第8回 上肢のリハビリ

久々のつれづれです。今回は上肢のリハビリについてお話ししたいと思います。
脳血管障害の後遺症として上下肢の麻痺があります。教科書などでは約80パーセントの人が歩行の獲得が出来ると言われています。どうしても歩行の獲得を優先してしまうために、上肢のリハビリが遅れがちになってしまいます。ある程度歩行が獲得できた時点でやっと上肢のリハビリ、というケースが多いです。もちろん作業療法を平行して実施している場合もありますが、今の医療制度で何年も医療機関で理学療法、作業療法、言語聴覚療法を継続して行なうことはまずありません。

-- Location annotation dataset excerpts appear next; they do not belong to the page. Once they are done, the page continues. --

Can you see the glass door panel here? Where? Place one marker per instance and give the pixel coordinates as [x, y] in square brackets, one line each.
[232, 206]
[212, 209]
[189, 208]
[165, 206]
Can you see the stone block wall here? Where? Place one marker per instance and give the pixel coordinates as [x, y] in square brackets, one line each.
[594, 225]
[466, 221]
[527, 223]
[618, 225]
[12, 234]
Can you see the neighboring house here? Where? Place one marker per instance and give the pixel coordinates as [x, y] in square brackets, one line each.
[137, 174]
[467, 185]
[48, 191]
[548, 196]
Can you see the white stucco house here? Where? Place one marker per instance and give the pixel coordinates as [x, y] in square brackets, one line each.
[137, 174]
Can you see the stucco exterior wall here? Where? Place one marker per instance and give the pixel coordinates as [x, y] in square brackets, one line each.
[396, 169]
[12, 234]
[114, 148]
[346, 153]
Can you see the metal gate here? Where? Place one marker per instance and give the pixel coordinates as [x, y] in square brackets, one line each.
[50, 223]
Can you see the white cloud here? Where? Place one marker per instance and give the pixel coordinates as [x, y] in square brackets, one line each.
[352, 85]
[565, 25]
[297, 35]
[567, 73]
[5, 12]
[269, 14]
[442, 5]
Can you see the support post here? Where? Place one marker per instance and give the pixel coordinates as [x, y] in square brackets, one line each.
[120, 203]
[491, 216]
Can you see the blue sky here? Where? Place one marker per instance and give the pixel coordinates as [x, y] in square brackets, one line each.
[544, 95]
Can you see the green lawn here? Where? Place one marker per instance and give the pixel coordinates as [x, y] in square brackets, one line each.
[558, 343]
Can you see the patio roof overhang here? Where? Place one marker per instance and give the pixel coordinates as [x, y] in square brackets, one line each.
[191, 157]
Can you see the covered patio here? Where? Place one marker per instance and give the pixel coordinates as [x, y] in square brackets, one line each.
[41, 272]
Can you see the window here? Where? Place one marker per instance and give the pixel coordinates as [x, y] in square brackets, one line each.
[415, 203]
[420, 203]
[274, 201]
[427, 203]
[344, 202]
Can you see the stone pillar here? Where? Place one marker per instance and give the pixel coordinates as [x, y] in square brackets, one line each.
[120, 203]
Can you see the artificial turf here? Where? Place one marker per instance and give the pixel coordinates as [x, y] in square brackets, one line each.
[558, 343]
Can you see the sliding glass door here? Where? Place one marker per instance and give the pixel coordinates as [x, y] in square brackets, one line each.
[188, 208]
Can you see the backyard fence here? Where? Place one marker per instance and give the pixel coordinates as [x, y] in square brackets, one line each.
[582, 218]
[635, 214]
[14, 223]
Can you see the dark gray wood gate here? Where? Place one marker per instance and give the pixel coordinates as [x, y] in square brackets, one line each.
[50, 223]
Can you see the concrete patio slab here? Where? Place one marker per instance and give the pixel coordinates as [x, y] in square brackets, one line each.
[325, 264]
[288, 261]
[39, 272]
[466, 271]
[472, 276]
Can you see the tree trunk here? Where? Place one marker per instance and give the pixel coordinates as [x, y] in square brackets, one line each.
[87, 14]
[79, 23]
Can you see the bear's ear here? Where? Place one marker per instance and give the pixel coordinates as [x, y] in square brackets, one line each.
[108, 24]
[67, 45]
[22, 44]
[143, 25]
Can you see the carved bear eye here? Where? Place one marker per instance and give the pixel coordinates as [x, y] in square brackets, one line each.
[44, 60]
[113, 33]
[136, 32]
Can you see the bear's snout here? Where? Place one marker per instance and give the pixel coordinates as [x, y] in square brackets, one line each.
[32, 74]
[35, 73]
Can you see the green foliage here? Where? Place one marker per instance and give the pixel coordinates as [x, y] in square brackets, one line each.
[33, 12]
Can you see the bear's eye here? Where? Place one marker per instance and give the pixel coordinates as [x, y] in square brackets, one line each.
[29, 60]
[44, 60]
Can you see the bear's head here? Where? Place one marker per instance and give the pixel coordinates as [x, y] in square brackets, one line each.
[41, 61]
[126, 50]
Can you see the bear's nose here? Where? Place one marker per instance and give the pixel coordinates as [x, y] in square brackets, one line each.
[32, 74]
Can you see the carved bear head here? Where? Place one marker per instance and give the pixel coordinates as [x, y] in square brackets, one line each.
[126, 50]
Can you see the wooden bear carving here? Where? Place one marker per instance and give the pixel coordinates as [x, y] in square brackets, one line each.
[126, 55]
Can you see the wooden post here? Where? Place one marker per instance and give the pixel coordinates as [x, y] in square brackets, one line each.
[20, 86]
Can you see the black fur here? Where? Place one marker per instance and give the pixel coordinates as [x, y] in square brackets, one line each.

当センターには医療機関でのリハビリを「終了」した後通所される方がたくさんいらっしゃいます。つまり、発症からある程度時間が経ってから通所される訳です。通常ですと、慢性期にあたりますので著しい改善は見られないとされています。本当に改善しないのでしょうか?当センターでのケースを紹介したいと思います。
昭和28年生まれ女性 平成14年4月、脳出血発症。右片麻痺。様々な医療機関を経て平成15年9月より当センターへ通所。上肢可動域訓練ほかメニューを実施。16年4月より握力計測を開始、最初は5.5キロでした。16年10月には8.5キロまで改善。この頃より日常生活でも右上肢を使えるようになってきたとのこと。そして、先日平成17年4月には10.5キロまで改善しました。今では肘の屈曲もスムーズに動かせるようなっています。1年間で約5キロ握力が増えたのです。彼女よりも私の方がびっくりしているくらい改善してきています。どこまで「進化」するのか楽しみです。今後も経過を観察していきたいと思います。また報告できたら嬉しいなぁ!